Weeknotes 90 - Going to the hotel
- I’ve had the best holiday. There was no pressure to go anywhere or do anything, so we just did whatever we felt like each day. Baked some bread, made dinners, ordered dinners in, dirtied the kitchen, cleaned the kitchen, stayed up, slept in, goofed off, watched films. I wish there was more time to do more of that.
- We do this thing we call “going to the hotel” where we basically act as if the bedroom is a hotel room. We put our robes on and watch films or TV shows in bed for the evening, pretending that the living room doesn’t exist. It feels luxurious, like a fancy treat. Powerful branding for what is essentially just going to bed early.

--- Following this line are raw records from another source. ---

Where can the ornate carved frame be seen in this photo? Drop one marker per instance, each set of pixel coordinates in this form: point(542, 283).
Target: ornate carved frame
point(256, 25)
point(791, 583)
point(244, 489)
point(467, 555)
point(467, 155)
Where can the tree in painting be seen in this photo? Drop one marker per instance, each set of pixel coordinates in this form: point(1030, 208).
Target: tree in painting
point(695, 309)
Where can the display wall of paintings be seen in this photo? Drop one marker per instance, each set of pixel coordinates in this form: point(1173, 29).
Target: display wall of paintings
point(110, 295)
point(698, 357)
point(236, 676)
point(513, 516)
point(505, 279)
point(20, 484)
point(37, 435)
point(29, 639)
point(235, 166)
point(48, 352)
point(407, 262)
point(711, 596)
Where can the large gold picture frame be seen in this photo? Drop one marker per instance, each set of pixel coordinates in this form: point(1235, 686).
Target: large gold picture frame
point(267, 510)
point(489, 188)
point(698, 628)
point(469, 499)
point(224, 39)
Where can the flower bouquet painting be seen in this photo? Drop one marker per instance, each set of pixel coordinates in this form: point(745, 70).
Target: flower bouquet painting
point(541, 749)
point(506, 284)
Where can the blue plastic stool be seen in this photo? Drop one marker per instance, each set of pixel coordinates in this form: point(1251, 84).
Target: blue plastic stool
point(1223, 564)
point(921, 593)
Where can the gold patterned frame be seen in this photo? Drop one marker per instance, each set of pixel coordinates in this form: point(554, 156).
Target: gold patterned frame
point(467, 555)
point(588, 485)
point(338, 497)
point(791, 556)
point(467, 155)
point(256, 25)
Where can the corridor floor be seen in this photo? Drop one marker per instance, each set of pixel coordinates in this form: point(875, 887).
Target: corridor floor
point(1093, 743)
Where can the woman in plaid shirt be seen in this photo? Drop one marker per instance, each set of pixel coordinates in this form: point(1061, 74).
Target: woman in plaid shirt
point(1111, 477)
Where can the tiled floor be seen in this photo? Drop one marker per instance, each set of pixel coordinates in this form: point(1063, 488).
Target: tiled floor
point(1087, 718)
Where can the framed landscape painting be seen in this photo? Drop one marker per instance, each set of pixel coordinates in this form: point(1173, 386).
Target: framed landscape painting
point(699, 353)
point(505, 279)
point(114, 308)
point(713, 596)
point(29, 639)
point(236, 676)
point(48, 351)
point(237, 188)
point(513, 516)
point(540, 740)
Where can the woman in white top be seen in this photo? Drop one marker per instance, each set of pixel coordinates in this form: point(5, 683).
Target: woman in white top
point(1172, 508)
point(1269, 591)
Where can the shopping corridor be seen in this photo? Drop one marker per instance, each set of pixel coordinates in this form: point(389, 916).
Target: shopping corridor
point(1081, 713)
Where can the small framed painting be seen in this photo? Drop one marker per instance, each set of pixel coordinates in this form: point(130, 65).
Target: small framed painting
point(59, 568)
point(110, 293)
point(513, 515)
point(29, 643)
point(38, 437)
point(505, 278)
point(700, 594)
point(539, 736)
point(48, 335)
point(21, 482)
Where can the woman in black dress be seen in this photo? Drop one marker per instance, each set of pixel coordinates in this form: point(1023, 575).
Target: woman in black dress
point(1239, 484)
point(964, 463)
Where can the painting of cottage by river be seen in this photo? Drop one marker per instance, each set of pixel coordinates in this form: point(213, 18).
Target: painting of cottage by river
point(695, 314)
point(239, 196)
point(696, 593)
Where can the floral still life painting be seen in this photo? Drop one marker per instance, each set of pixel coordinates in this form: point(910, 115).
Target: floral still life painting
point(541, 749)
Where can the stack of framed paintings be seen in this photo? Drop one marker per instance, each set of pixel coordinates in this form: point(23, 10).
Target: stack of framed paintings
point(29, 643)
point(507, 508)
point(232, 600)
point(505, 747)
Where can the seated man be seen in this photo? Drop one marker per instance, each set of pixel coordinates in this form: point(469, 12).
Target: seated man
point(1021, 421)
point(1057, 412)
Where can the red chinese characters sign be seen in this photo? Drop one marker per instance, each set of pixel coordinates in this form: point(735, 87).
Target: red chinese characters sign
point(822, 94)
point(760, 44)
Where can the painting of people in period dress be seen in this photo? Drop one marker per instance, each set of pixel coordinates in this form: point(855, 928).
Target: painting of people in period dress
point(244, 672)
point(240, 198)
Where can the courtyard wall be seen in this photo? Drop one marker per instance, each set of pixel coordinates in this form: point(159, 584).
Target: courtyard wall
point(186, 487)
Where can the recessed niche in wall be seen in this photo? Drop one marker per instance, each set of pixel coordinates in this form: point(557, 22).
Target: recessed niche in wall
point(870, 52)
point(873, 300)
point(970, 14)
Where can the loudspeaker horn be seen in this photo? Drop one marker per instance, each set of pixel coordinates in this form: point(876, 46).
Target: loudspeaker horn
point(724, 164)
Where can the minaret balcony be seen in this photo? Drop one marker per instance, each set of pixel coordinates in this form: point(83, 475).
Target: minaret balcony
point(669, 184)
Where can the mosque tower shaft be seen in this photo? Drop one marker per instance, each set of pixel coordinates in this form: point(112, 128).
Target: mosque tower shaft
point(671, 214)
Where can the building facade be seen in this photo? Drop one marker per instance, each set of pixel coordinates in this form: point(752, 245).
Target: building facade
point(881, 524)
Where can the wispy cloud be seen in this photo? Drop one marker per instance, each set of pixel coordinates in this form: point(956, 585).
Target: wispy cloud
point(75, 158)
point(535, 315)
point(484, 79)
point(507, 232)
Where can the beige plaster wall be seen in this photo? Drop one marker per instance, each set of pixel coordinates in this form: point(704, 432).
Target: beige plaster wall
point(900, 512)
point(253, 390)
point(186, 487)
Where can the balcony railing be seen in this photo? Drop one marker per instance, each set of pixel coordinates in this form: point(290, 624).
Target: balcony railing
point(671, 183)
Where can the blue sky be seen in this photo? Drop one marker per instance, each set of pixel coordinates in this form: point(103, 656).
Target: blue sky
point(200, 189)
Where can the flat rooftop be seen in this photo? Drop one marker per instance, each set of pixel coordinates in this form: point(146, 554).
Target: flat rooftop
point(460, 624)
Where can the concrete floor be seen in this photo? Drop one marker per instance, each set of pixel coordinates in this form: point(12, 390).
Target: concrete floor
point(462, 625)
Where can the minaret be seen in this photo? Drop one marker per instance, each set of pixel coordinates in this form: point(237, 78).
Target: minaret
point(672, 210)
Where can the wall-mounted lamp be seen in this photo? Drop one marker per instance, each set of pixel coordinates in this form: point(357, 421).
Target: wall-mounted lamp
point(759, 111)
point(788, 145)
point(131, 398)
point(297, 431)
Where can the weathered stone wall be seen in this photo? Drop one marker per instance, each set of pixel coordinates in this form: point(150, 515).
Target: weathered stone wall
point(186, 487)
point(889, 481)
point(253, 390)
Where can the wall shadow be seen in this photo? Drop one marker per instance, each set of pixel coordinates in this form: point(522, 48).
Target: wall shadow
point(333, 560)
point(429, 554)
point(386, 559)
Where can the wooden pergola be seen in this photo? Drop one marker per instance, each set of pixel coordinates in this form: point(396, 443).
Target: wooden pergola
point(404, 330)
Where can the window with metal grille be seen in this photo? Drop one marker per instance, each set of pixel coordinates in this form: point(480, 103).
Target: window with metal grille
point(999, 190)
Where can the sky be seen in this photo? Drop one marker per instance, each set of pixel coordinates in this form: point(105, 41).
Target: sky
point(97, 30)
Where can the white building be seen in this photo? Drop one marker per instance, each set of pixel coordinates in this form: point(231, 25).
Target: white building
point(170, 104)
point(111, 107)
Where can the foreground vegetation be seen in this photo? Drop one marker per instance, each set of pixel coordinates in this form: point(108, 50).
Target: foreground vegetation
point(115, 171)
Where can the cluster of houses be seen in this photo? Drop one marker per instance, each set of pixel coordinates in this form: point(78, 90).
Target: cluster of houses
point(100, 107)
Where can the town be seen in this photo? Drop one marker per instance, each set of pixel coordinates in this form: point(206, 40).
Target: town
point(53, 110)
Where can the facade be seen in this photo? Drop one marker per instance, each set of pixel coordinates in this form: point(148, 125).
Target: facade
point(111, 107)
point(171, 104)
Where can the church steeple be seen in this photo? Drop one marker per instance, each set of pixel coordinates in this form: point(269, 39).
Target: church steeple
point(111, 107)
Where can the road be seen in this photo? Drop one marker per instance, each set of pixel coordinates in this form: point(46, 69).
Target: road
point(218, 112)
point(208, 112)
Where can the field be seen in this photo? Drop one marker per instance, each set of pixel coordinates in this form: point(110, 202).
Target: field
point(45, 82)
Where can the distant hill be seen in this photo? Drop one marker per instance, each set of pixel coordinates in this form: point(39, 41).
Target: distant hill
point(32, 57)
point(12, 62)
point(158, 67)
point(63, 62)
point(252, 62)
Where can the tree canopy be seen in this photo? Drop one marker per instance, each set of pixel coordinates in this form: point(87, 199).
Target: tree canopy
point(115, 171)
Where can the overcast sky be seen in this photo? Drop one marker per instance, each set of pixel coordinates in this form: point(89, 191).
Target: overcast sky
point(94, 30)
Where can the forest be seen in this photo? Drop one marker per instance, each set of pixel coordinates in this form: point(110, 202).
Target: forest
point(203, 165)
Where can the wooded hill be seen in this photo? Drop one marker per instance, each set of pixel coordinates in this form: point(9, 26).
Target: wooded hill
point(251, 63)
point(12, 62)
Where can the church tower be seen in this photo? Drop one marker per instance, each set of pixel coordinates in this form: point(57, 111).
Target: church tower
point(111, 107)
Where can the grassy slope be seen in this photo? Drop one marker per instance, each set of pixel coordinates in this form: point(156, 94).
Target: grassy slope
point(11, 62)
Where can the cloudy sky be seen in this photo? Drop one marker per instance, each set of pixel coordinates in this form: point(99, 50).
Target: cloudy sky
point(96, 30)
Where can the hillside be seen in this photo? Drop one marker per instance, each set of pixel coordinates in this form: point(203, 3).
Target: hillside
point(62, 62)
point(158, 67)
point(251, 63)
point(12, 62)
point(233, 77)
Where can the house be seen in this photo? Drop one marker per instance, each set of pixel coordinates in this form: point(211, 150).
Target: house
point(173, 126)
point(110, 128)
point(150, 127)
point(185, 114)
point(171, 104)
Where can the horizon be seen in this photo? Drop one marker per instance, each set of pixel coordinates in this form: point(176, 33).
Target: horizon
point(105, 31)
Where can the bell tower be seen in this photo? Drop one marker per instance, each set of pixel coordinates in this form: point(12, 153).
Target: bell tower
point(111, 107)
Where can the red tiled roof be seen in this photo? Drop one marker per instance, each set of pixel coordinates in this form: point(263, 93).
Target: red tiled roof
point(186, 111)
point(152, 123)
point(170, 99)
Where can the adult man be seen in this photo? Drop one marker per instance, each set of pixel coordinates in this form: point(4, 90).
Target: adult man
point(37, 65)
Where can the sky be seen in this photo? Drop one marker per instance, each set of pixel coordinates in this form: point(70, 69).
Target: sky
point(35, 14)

- Whenever I knit from a pattern I tend to use yarns I like rather than what the pattern suggests. I knit test swatches on different needle sizes to get the density and feel of fabric that I want. Usually this results in a different number of stitches and rows per 10cm test square to what’s specified in the pattern (you have to match the number of stitches and rows per inch, otherwise you will end up knitting the wrong size). There’s some maths involved in working out which size instructions to follow to get the size I actually want, based on the difference in stitch counts. I’ve been using an online calculator for this for the last fifteen years, but when I tried to find it the other day it seems to have disappeared off the face of the internet. That made me really sad.
- The maths is really simple, and could be done on paper, but in reality it makes my head hurt. The cost of making a mistake at this step is potentially huge, since some of the projects take me months to complete. I make the calculation rarely enough that I’d have to re-learn it each time. My partner took pity on me and made me a custom calculator, Stitchy, based on my instructions. I used it as an opportunity to play with CSS again to make it a bit less 90s looking.
- I wanted Stitchy to have dark mode so I can use it in the evening without it searing my retinas. I used the Solarized palette and its dark/light background principles. I’ve been a long time fan of Solarized as a palette for my terminal and vim. Using individual colours in a project that can switch modes made me appreciate the thought that went into designing it, not just the aesthetic.
- I bought some decorative guords. The flat looks so seasonal.